Nel giorno della Festa della Liberazione Tv2000 ricorda la fucilazione nel 1944 di 12 monaci di clausura accusati di aver nascosto nel monastero ebrei e partigiani

Roma 25 aprile 2018. La strage di Farneta. A pochi chilometri da Lucca si consuma la fucilazione di 12 monaci e circa 50 rifugiati assassinati senza pietà dall’esercito tedesco in ritirata per l’avanzata degli alleati. Una strage dimenticata. Il Tg2000, il telegiornale di Tv2000, la ricorda con un reportage a cura di Cristiana Caricato nel giorno in cui si celebra la Festa della Liberazione. La vaticanista del Tg2000 attraverso riprese fatte (anche con il drone) sui luoghi della strage e il racconto del giornalista Luigi Accattoli (autore di un libro su questo tema) ripercorre una delle pagine più drammatiche nella secolare storia della Certosa di Farneta.
Nella notte tra il 1 e il 2 settembre del 1944 i tedeschi sono in ritirata. Arrivano a Pisa pronti per conquistare Lucca. Nella Certosa sono rifugiati un centinaio di ricercati, prevalentemente giovani fuggiaschi dalla leva, partigiani che hanno perso il contatto con le loro divisioni, antifascisti delle città vicine, quattro ebrei. Le persone più note, più importanti sono vestite da monaci e sono nel monastero, gli altri rifugiati sono nelle stalle, nei fienili, all’interno del complesso molto vasto della Certosa. Un sergente tedesco suona alle 23.15, immaginando di sorprendere nella cappella i monaci. Dopo aver suonato, il monaco portinaio risponde da uno spioncino. Il tedesco dice che deve consegnare un pacco al maestro dei novizi, a uno dei padri della Certosa perché i tedeschi che erano accampati fuori da giorni, devevano di dover partire il giorno dopo. Il guardiano fa presente che non si poteva a quell’ora. Il tedesco insiste, e il guardiano apre la porta. E quando la porta è appena accostata un gruppo di tedeschi che era dietro il sergente fa irruzione, sfonda, apre e spalanca il portone.
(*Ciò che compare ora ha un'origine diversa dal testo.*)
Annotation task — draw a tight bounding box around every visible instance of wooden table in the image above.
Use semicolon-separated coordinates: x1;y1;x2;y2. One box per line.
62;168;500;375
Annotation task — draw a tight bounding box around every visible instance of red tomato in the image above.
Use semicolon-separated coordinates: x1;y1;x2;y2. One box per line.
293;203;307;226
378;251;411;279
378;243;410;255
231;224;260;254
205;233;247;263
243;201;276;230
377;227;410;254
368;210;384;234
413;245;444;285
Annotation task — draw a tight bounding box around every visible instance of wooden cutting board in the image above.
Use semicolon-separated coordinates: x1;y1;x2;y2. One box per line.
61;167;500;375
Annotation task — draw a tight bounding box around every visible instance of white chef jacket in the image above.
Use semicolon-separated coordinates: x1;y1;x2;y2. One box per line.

“Il rastrellamento dei monaci e dei rifugiati – ricorda Luigi Accattoli – avviene tra le 23.30 e mezzanotte e mezzo. I monaci vengono portati nel parlatorio, che è una stanzetta che sta poco dopo il portone d’ingresso sulla sinistra, i rifugiati vengono ammassati in un cortile, vengono messi lungo la parete di fondo e tenuti sotto tiro, sotto la minaccia di una mitragliatrice, man mano che ne vengono trovati nella stalla, nei fienili e nelle varie zone della Certosa. Così anche i monaci nel parlatorio sono costretti in un piccolissimo ambiente. Sono molto spaventati, naturalmente non sanno quello che sta per succedere, si danno l’assoluzione l’uno con l’altro e pregano. Così passano gran parte della notte fino al mattino quando avviene il trasferimento”.
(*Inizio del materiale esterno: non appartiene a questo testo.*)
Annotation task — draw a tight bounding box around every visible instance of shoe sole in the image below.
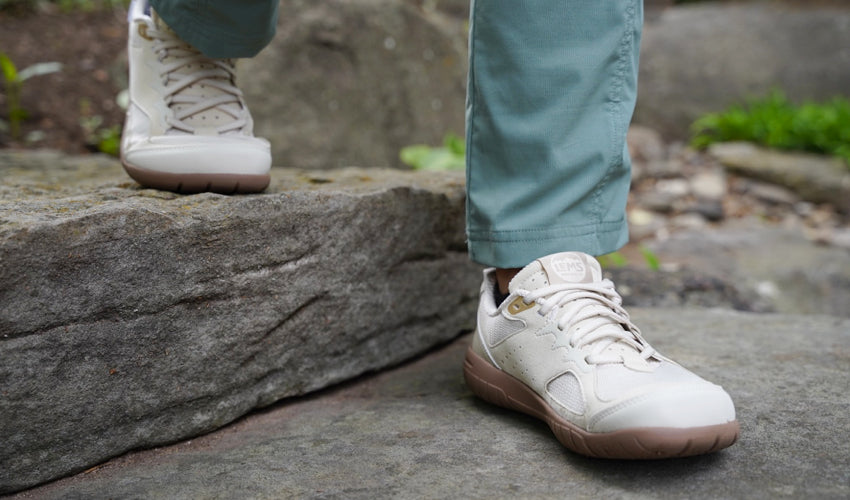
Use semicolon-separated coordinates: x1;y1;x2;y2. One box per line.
463;348;740;460
122;163;271;194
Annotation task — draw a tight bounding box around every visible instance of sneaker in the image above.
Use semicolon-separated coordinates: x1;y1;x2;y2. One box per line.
464;252;739;459
121;0;271;193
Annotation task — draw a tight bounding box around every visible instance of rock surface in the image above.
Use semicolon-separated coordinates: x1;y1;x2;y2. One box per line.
635;2;850;139
0;152;479;493
11;309;850;500
709;143;850;213
240;0;467;168
645;220;850;317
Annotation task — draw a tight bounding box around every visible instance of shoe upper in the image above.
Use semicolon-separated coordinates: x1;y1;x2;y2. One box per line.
121;1;271;174
473;252;735;432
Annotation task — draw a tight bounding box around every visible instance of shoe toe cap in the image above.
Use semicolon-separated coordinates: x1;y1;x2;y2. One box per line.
124;136;271;175
590;383;735;432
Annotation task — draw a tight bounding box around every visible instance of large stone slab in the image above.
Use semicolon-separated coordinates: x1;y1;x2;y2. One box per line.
11;308;850;500
0;152;479;493
240;0;467;168
635;1;850;139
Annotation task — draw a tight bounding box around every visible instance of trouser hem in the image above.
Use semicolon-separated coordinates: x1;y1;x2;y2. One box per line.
467;219;629;269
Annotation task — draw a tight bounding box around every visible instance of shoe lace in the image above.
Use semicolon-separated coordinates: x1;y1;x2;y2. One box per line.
143;20;247;134
510;279;656;364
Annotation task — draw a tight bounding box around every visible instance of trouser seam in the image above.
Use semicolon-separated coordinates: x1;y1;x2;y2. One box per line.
592;0;641;218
I prigionieri vengono trasportati a Nocchi di Camaiore, rinchiusi nel magazzino di un frantoio e dopo alcuni giorni fucilati nei pressi di Massa Carrara. I primi due monaci moriranno il 7 settembre, gli altri 10 saranno assassinati tre giorni dopo. Uccisi perché avevano dato rifugio a ebrei, partigiani, ma anche povera gente.
“Utilizzando una categoria che è stata introdotta da Paolo VI, – conclude Accattoli – possiamo considerare questi 12 certosini martiri della carità. Dal 2000 che mi batto perché la chiesa italiana faccia un atto di riconoscimento, ho preso contatto anche con le persone che potrebbero avviare questo processo ma non avviene, non scatta la scintilla, non c’è l’attrattiva reputo sbagliato tutto questo, perché semmai ci siano delle persone la cui conoscenza, la cui divulgazione potrebbe essere attrattiva, significativa per esempio per i giovani di oggi sono proprio questi martiri della carità e dell’aiuto agli ebrei”.